Dans son rapport au WRC, M. Lukasiewicz a déclaré que l’employeur n’avait pas pris en compte le «contexte» entourant l’incident. Il travaillait irrégulièrement par quarts de 12 heures, ce qui affectait son rythme de sommeil et le laissait «sous-développé».

Il a déclaré que l’entreprise avait créé des conditions qui ont provoqué cette « fatigue de voyage » et l’ont rendu « enclin » à dormir au travail. L’ancien employé a ajouté que dormir au travail est « inévitable » en raison du système de travail mis en place par l’entreprise.

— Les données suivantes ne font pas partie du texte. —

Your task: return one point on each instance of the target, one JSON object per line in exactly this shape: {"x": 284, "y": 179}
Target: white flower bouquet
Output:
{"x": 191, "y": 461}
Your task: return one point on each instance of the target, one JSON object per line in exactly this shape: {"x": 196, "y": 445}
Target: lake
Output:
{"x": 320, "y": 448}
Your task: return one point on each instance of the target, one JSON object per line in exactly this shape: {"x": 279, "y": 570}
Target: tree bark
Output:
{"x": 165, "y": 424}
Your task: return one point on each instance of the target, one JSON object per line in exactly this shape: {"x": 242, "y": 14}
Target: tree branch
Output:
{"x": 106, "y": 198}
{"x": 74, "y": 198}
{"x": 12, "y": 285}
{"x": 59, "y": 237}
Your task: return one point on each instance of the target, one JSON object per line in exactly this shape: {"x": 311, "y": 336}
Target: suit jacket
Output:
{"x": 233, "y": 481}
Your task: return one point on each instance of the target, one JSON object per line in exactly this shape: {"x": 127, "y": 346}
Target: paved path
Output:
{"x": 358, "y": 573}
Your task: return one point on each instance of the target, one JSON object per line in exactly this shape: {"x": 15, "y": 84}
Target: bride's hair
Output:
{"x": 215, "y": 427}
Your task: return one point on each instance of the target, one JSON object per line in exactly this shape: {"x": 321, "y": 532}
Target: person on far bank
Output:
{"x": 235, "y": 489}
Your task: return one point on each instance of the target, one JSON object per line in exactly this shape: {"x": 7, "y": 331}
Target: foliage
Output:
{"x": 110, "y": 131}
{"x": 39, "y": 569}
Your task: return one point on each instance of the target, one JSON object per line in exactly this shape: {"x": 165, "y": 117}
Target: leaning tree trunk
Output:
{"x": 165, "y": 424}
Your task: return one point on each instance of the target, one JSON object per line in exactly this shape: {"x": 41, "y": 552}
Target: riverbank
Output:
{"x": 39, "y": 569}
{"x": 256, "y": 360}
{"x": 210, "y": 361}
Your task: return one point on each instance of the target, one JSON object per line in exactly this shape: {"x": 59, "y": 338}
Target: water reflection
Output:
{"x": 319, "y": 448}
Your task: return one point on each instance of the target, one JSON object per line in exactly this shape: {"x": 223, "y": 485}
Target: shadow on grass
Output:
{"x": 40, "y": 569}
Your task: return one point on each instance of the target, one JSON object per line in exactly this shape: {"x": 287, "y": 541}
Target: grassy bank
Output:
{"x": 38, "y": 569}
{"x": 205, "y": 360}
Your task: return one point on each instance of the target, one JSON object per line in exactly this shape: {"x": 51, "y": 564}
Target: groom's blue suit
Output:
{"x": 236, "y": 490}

Dans sa décision de rejeter la plainte de M. Lukasiewicz pour licenciement abusif, l’agent de classe Pat Brady a noté que l’ancien agent de sécurité n’avait soulevé aucune objection ni demandé de changement dans ses quarts de travail avant l’incident.

Il a dit qu’il était « facile de voir » comment une entreprise de sécurité pourrait considérer le licenciement comme faisant partie des réponses raisonnables à un garde qui dort en service, compte tenu des implications commerciales potentielles.

M. Brady a déclaré qu’il n’avait trouvé aucune base pour contester les mesures disciplinaires et a noté que les observations du plaignant portaient sur le domaine de l’atténuation.

Il a rejeté la plainte et a déclaré que le licenciement était juste.